Let’s step out of the controlling gaze of the panopticon and imagine a technological space that can transcend assessment: liberating any person to express both their individuality and their culture without the expectancy of conforming to a ‘white’ way of thinking. In this ideal space, an individual can finally break away from the ideologically oppressive mire left in the physical world and enter into a space that will welcome difference and thrive upon unrestrictive expression for the sake of literacy. That is the dream, at least.
That was the dream put forth in through the large-scale computer literacy project by the Clinton-Gore administration that Cynthia Self mentions in her article “technology and literacy: A story about the perils of not paying attention.” Selfe notes that technology and literacy and inextricable, and that social implementations of technology tends to reinforce divisions of literacy and the digital divide. The idealism of thinking that placing computers in front of students (typically privileged students) will open up equal opportunities is misguided since oppressive ideologies still guide this technological implementation in education. According to Selfe, the potential lies in local attention to technology and literacy.

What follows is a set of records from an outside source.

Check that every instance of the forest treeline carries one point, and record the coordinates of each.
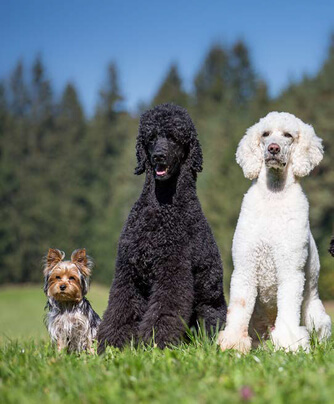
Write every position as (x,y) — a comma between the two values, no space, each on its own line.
(66,180)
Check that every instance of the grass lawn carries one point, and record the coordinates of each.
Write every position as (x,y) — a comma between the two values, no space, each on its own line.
(32,371)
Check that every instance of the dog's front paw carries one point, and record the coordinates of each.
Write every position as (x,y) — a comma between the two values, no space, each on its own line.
(291,339)
(317,319)
(167,330)
(231,339)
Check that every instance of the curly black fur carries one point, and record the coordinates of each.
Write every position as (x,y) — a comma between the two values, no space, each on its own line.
(331,247)
(168,268)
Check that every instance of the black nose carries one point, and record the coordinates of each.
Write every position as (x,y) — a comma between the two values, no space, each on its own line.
(274,148)
(159,156)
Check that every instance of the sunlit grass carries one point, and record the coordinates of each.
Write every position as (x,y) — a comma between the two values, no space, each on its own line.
(32,371)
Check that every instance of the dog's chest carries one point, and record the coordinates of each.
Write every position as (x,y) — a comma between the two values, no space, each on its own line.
(266,274)
(68,325)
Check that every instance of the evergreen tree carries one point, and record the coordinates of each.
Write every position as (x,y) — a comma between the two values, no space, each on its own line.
(211,82)
(243,80)
(171,89)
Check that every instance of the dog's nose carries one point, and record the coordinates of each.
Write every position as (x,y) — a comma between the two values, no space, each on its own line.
(159,156)
(274,148)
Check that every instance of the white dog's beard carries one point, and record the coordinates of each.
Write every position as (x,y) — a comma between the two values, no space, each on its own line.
(272,162)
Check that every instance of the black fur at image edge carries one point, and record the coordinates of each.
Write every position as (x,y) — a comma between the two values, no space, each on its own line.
(168,269)
(331,247)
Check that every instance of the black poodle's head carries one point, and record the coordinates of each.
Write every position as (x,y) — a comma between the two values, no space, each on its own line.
(167,140)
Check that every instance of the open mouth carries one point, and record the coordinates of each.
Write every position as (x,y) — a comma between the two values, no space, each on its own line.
(161,170)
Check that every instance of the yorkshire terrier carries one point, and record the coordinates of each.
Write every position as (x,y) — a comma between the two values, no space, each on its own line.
(71,321)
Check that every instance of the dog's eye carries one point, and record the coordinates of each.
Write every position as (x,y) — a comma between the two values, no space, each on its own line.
(151,139)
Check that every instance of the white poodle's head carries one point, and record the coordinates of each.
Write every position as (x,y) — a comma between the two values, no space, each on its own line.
(278,140)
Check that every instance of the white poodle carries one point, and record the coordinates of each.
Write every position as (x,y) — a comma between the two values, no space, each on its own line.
(274,286)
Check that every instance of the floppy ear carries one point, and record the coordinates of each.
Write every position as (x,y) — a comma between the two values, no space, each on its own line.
(82,261)
(307,152)
(195,157)
(141,156)
(249,153)
(53,257)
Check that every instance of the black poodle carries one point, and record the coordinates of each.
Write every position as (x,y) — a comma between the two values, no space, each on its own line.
(168,269)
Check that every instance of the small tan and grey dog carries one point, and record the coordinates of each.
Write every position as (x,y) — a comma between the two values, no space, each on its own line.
(71,321)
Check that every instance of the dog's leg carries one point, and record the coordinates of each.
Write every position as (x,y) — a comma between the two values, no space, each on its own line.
(314,315)
(120,320)
(242,300)
(209,296)
(288,333)
(170,305)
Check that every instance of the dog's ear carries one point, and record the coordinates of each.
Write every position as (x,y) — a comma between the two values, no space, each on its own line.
(52,258)
(83,262)
(307,151)
(249,154)
(141,156)
(195,156)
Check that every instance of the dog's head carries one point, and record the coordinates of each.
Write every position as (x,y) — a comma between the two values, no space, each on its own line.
(67,281)
(167,139)
(278,140)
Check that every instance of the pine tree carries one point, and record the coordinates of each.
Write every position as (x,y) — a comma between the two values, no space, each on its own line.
(171,89)
(212,81)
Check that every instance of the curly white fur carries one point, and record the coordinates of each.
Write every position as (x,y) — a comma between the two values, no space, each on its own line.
(274,286)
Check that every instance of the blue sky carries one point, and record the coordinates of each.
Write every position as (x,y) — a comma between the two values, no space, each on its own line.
(78,38)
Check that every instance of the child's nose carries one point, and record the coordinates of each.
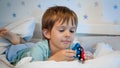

Grabill, Banks, Walton each discuss the potential of technological spaces and they also discuss the power of these spaces. Grabill states outright that access to computers is an ‘issue of the justice’ in which the egalitarian dream of universal literacy is dependent. Meanwhile, Banks and Walton describe this space as white dominated. Thus, these articles in dialogue, portray technological spaces as empowering but ultimately restrictive. Additionally, both Banks and Walton discuss the problem, but how do we really open the space? Can spaces like BlackPlanet really diffuse white ideology? Or these spaces further alienate such space from mainstream white-controlled technological spaces?